The participants discussed additional measures to support bank lending of priority economic sectors and regions of the Russian Federation and to ensure the banking sector’s systemic stability.
Excerpts from Dmitry Medvedev’s opening remarks:
The Bank of Russia’s Board of Directors has just finished its meeting, during which it made the important decision to reduce its primary interest rate to 14 percent. This should make loans more accessible in different areas of the economy.
We adopted several decisions that allowed us to consolidate the general stability of the banking system. Let me remind you that we doubled the size of the insurance payout on deposits. Now, bank clients can rely on the return of 1.4 million roubles rather than 700 thousand as before, if their bank’s licence is revoked.
We also elaborated a system of measures to prevent the bankruptcy of banks by assisting those with liquidity problems.
Revenues from interest on deposits will no longer be taxed if they do not exceed the refinancing rate by 10 percent, as opposed to five percent, as was the case earlier.
We also allowed the National Wealth Fund to put up to 10 percent of its money in junior bonds of Russian banks.
All of these measures have made the market more reliable and stable and retained people’s confidence in banks.
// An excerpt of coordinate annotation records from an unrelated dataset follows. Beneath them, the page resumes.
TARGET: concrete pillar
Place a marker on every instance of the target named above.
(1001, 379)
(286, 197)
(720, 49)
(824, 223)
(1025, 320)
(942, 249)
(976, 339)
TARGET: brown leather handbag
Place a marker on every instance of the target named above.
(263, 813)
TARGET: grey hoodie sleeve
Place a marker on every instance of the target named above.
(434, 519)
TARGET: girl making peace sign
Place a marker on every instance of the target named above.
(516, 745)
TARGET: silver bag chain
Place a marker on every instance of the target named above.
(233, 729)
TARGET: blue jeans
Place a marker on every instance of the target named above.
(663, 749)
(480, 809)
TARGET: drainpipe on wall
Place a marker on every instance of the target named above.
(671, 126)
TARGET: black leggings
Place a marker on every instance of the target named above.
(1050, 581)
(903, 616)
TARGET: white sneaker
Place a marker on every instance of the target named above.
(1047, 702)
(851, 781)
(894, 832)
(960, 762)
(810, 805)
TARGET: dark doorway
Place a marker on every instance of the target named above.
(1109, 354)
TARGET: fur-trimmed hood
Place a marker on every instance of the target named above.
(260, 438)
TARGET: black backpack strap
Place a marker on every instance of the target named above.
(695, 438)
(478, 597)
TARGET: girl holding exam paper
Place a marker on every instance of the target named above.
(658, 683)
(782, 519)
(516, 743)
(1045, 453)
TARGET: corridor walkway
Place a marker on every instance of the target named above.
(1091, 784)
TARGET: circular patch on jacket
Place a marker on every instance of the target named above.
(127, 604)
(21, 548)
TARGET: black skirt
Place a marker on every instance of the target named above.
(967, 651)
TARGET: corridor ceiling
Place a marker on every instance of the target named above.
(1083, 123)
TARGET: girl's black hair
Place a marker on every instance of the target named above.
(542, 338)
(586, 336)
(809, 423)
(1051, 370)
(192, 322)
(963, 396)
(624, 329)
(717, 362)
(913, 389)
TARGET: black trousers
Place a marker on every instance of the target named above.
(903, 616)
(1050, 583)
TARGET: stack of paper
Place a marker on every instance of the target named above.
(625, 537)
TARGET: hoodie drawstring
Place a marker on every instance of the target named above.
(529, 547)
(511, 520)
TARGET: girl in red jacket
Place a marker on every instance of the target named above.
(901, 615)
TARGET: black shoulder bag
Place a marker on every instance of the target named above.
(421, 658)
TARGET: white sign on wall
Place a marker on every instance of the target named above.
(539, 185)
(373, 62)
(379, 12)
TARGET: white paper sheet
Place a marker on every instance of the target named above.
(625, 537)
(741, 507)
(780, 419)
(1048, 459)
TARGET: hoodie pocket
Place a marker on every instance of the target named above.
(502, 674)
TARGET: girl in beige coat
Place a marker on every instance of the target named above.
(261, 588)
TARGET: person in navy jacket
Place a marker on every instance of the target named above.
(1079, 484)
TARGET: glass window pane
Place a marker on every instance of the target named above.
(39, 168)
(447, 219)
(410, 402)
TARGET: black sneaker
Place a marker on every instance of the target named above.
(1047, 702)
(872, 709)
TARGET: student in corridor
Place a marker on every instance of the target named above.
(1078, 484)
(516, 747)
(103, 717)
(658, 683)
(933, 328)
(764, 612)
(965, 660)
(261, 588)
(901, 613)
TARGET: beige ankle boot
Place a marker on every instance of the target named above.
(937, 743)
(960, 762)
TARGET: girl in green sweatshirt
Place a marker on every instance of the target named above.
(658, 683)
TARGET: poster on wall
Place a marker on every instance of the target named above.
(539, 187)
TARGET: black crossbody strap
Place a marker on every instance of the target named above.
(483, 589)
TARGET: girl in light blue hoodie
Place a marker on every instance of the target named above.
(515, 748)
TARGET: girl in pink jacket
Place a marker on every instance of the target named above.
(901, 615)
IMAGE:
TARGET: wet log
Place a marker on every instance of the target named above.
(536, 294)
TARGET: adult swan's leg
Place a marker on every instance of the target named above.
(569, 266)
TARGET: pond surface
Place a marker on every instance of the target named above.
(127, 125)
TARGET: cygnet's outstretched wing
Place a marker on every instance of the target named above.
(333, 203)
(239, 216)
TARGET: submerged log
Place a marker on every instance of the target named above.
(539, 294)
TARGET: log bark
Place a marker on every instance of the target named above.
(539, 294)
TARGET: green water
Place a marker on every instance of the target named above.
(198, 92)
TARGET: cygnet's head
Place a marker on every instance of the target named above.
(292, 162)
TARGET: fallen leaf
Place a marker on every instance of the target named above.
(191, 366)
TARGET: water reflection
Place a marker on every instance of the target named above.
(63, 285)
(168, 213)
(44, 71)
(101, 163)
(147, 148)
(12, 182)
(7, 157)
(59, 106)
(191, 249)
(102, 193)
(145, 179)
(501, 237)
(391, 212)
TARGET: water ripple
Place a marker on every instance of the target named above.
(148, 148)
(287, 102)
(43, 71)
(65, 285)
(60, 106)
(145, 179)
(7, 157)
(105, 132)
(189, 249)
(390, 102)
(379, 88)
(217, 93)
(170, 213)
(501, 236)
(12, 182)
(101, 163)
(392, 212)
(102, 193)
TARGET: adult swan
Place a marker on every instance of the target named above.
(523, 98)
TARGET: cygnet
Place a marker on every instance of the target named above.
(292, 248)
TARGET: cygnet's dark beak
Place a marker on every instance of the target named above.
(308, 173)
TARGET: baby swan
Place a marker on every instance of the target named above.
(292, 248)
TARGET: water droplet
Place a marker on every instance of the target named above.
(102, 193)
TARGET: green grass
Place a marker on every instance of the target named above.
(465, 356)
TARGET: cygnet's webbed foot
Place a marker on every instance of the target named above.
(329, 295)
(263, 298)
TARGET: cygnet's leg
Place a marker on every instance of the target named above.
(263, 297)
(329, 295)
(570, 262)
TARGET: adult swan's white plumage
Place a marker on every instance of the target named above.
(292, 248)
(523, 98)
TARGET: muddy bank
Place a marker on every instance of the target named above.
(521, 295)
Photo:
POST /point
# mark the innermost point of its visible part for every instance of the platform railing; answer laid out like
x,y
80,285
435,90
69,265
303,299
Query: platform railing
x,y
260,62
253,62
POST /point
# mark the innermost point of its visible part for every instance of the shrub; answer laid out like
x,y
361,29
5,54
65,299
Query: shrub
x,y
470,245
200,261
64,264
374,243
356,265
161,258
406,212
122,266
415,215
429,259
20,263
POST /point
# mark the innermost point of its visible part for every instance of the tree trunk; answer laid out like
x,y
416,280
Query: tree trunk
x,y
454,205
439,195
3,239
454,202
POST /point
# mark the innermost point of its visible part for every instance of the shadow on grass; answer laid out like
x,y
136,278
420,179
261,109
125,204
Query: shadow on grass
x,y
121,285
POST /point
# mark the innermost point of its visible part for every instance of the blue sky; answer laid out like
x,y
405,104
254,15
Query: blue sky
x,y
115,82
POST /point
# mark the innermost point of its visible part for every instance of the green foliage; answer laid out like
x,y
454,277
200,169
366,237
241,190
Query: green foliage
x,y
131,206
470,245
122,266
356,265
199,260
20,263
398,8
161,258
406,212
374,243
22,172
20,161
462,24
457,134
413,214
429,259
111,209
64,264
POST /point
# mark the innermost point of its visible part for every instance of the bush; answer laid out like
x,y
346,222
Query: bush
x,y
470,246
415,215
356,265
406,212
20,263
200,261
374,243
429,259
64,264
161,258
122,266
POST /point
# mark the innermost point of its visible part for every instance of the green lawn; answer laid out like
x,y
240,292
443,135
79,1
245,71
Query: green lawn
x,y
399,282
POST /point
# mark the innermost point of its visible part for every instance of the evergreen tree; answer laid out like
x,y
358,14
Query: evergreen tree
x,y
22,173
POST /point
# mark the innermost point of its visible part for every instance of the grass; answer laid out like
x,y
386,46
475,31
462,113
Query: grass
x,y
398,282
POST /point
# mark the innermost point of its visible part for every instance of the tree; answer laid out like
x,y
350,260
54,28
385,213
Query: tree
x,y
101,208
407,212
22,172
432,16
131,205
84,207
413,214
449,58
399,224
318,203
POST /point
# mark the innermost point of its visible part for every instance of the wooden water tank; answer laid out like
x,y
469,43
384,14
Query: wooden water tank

During previous meetings, we discussed the increase of capitalisation, notably an asset contribution of up to 1 trillion roubles in the Deposit Insurance Agency (DIA). These funds were supposed to be in federal loan bonds placed in the junior obligations of banks. The relevant laws have been adopted; the Government has issued the relevant acts; the DIA Board of Directors has endorsed the procedure and terms for making such asset contributions and I approved a list of 27 banks that meet the established requirements. They have received proposals on capital top-ups.
Quite recently, the DIA made the decision to sign contracts with the first four banks and it intends to continue this work.
Needless to say, in the first place, support will be provided to banks that are actively lending money to the real economy, industry and agriculture. Our goal is to facilitate access to loans for those enterprises that work in priority areas.